Un cambio muy importante se da en que los adultos ya no damos a los niños un ejemplo de sometimiento y obediencia. Rudolf Dreikurs decía “cuando el padre dejó de dominar a la madre, ambos dejaron de dominar a sus hijos”. En el hogar ya no hay unos roles definidos y jerarquías fijas.

El mundo laboral también está cambiando a pasos agigantados, ahora se valora mucho más la innovación, la iniciativa, el emprendimiento, la creatividad que el seguir unas órdenes.

Además, ahora tenemos mucha más información y, sobre todo, muy fácil acceso a ella. Nuestros padres hacían lo que les aconsejaban sus padres y quizá podían leer algún libro y nuestros abuelos hacían básicamente lo que hacían sus padres, pero nosotros contamos con mucha más información, contamos con información sobre la infancia, sobre el desarrollo cerebral infantil, sobre las conductas infantiles, sobre su desarrollo físico y sobre todo su desarrollo emocional, y también contamos con numerosos estudios e investigaciones que demuestran, por ejemplo, que el castigo físico es dañino para los niños y tiene consecuencias muy negativas.

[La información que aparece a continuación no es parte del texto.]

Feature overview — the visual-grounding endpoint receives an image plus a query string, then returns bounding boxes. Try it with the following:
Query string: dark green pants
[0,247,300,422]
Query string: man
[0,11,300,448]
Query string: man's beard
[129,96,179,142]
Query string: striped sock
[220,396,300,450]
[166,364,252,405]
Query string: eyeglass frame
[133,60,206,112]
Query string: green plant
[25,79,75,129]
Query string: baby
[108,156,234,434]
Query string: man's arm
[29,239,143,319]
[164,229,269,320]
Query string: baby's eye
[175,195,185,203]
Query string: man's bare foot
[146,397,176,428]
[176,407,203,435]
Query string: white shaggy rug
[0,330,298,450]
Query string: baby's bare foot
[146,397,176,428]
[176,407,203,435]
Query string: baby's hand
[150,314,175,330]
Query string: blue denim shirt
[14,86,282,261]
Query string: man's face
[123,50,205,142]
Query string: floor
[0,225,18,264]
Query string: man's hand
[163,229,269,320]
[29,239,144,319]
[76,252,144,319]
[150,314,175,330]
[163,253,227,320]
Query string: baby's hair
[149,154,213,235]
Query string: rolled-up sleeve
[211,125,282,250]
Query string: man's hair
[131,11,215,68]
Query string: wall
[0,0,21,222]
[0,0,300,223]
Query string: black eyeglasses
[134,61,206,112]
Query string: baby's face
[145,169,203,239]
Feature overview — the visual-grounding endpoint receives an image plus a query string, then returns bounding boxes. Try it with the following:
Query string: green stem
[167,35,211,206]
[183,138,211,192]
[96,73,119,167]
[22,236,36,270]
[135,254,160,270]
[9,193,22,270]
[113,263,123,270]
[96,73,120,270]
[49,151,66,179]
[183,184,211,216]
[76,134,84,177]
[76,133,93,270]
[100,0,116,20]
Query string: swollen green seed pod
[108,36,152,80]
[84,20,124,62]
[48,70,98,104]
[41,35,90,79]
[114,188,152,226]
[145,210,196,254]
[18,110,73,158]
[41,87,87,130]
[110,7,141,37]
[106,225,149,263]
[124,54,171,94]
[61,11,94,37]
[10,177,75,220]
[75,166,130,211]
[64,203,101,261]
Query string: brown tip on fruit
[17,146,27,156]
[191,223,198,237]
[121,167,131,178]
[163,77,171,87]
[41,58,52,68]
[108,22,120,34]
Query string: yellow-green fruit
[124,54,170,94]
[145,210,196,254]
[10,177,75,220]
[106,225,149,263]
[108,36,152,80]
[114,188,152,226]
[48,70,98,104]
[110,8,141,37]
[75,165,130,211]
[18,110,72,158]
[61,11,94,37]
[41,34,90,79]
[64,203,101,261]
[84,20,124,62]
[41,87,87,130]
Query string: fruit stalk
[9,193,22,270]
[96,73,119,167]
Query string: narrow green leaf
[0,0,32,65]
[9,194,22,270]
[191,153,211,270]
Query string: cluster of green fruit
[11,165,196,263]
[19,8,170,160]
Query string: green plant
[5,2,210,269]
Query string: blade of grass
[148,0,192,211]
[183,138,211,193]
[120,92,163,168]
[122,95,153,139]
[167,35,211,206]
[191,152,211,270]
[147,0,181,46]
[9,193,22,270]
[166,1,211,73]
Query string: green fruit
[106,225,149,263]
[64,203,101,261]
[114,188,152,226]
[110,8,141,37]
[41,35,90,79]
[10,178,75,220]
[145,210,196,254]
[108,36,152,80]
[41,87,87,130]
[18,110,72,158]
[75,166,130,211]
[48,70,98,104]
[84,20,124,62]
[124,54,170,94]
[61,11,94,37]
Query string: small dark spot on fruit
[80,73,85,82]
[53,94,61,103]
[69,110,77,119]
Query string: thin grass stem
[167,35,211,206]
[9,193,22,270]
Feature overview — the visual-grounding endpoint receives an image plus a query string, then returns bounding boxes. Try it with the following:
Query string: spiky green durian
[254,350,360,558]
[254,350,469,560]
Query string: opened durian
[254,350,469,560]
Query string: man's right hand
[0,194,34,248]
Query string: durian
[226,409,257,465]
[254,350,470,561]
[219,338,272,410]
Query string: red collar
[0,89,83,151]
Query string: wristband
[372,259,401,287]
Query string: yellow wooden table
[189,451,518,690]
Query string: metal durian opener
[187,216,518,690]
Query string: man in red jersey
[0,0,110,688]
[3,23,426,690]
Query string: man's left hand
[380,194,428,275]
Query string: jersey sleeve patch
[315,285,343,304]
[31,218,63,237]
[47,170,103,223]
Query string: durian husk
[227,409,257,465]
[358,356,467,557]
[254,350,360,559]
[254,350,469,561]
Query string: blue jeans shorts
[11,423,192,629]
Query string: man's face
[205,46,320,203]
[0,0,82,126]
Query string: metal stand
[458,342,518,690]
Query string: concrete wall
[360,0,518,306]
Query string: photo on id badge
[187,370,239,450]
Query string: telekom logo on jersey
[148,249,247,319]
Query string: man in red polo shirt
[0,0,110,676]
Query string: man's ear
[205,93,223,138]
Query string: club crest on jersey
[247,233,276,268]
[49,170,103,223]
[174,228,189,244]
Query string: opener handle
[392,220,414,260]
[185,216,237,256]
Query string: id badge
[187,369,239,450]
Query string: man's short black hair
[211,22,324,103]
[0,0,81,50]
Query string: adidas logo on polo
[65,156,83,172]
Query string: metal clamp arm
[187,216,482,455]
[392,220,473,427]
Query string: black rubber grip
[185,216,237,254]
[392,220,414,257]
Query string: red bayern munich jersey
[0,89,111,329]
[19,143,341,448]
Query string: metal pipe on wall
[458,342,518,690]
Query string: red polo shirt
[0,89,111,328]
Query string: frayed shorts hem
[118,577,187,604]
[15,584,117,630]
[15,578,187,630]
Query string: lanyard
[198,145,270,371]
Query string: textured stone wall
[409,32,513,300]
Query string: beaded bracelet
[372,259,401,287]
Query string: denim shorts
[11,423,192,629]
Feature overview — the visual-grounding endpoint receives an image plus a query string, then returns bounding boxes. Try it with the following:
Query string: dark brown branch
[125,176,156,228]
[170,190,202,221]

Por lo tanto, las viejas herramientas, las que conocemos, con las que contamos al inicio para educar a nuestros hijos, las que han pasado de generación en generación, con las que nuestros abuelos educaron a nuestros padres y nuestros padres a nosotros, funcionaban hace 30 años, pero no nos sirven para el mundo actual, no podemos utilizar las mismas herramientas para un mundo que ya no existe.

Necesitamos aprender nuevas herramientas para poder guiar, acompañar a nuestros hijos en el mundo actual y poder enseñarles todas las habilidades que necesitan para desarrollarse plenamente en el mundo que les ha tocado vivir a ellos.